Our government is officially in a partial shut-down. All non-essential services are terminated but the essential service workers are on the job, albeit without pay. But what does this mean for our seniors?
Social Security Benefits
Seniors will continue receiving their Social Security checks. It is anticipated that checks will be issued on their regularly scheduled date. However, it is quite possible that there will be delays considering the Social Security Administration is operating with a reduced work force.
New applications for Social Security benefits or Medicare benefits will not be processed, as it appears that the Social Security Administration has just enough personnel on the job to get the checks out. Seniors will not be able to get replacement Social Security cards, replacement Medicare cards or proof of income letters and there will be no new disability hearings. This will impact all seniors applying for Medicaid benefits (see below).

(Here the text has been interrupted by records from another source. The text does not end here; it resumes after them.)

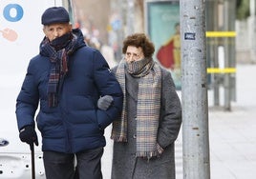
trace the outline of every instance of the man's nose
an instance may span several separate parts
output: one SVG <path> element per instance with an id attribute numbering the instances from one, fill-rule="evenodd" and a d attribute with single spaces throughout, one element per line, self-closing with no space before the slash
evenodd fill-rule
<path id="1" fill-rule="evenodd" d="M 58 30 L 54 30 L 54 31 L 53 31 L 53 35 L 54 35 L 54 37 L 58 37 L 58 36 L 59 36 L 59 32 L 58 32 Z"/>

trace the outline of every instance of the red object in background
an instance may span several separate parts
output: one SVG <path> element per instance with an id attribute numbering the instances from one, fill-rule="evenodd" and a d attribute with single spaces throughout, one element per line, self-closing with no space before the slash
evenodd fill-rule
<path id="1" fill-rule="evenodd" d="M 174 43 L 170 41 L 168 44 L 161 46 L 157 53 L 157 58 L 160 65 L 166 69 L 174 69 Z"/>

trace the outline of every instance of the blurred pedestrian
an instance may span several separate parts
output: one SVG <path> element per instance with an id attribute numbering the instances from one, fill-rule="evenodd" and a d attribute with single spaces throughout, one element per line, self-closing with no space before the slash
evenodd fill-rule
<path id="1" fill-rule="evenodd" d="M 172 75 L 153 60 L 154 51 L 144 33 L 129 35 L 124 58 L 113 69 L 124 99 L 122 115 L 113 122 L 112 179 L 175 179 L 181 107 Z"/>
<path id="2" fill-rule="evenodd" d="M 37 125 L 47 179 L 73 179 L 75 157 L 79 178 L 100 179 L 104 129 L 121 113 L 121 88 L 102 54 L 72 29 L 64 8 L 47 9 L 41 23 L 40 53 L 30 61 L 16 101 L 19 137 L 38 145 Z"/>

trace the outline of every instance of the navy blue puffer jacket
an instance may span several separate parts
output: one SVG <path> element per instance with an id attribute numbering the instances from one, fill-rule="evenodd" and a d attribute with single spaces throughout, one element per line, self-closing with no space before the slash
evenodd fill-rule
<path id="1" fill-rule="evenodd" d="M 79 30 L 75 51 L 69 58 L 57 107 L 48 106 L 47 89 L 51 62 L 38 54 L 29 64 L 16 102 L 18 129 L 36 125 L 42 135 L 42 150 L 78 152 L 106 145 L 104 129 L 120 114 L 122 91 L 101 53 L 84 44 Z M 100 96 L 111 95 L 107 110 L 97 109 Z"/>

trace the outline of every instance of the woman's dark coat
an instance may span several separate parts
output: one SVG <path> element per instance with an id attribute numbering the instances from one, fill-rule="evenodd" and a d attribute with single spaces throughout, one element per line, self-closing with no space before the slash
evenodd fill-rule
<path id="1" fill-rule="evenodd" d="M 42 150 L 66 153 L 104 147 L 104 129 L 120 114 L 122 91 L 101 53 L 85 46 L 80 30 L 75 51 L 69 58 L 69 71 L 59 86 L 59 101 L 49 108 L 47 88 L 51 62 L 38 54 L 29 64 L 17 97 L 18 129 L 35 125 L 42 135 Z M 97 109 L 100 96 L 111 95 L 113 105 L 105 111 Z"/>
<path id="2" fill-rule="evenodd" d="M 114 142 L 112 179 L 175 179 L 174 142 L 181 124 L 181 108 L 171 73 L 161 69 L 161 107 L 157 142 L 164 151 L 159 158 L 148 160 L 136 157 L 136 114 L 139 78 L 133 78 L 126 73 L 128 142 Z"/>

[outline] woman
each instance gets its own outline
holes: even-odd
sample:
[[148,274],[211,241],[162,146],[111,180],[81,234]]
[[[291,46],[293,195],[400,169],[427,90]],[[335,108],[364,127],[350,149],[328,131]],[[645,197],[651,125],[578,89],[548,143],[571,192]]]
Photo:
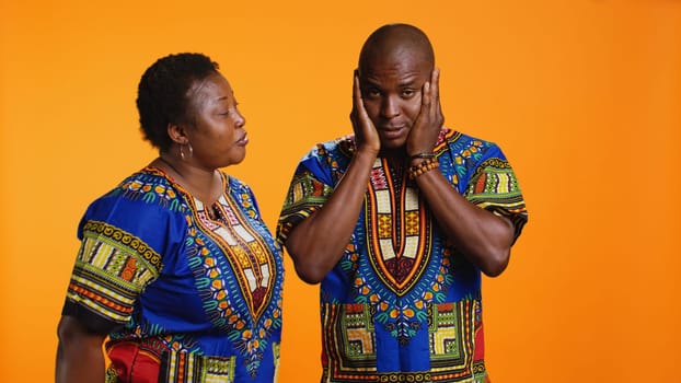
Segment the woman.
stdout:
[[245,156],[236,105],[204,55],[161,58],[142,76],[140,124],[160,155],[80,222],[57,382],[276,380],[280,248],[249,186],[219,171]]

VA hospitals will remain functional and certain Veterans benefits will continue. However, should the shut-down continue for 2 or 3 weeks, the Department of Veterans Affairs will not have enough money to pay Veterans pension benefits and disability claims, the result of which will affect some 3.6 million Veterans.
Parts of the IRS are shut-down. The processing of certain tax refunds is halted. The IRS will not process requests for copies of tax transcripts and returns and/or proof of non-filing (required for Medicaid Applications; see below).
Medicaid benefits will not be directly impacted by the government shut-down (provided the shut-down is not prolonged). However, those seniors who are currently applying for Medicaid benefits may have difficulty securing the required documentation to complete their applications, such as proof of IRS filings, proof of income statements from the Social Security Administration or replacement Social Security cards and Medicare cards (see above), each of which is required for all applications for Medicaid benefits.
National Institute of Health (NIH)
The NIH hotline for medical questions is shut down. The Center for Disease Control and Prevention will cease its seasonal flu program and will have a severely reduced ability to respond to flu outbreaks and investigations.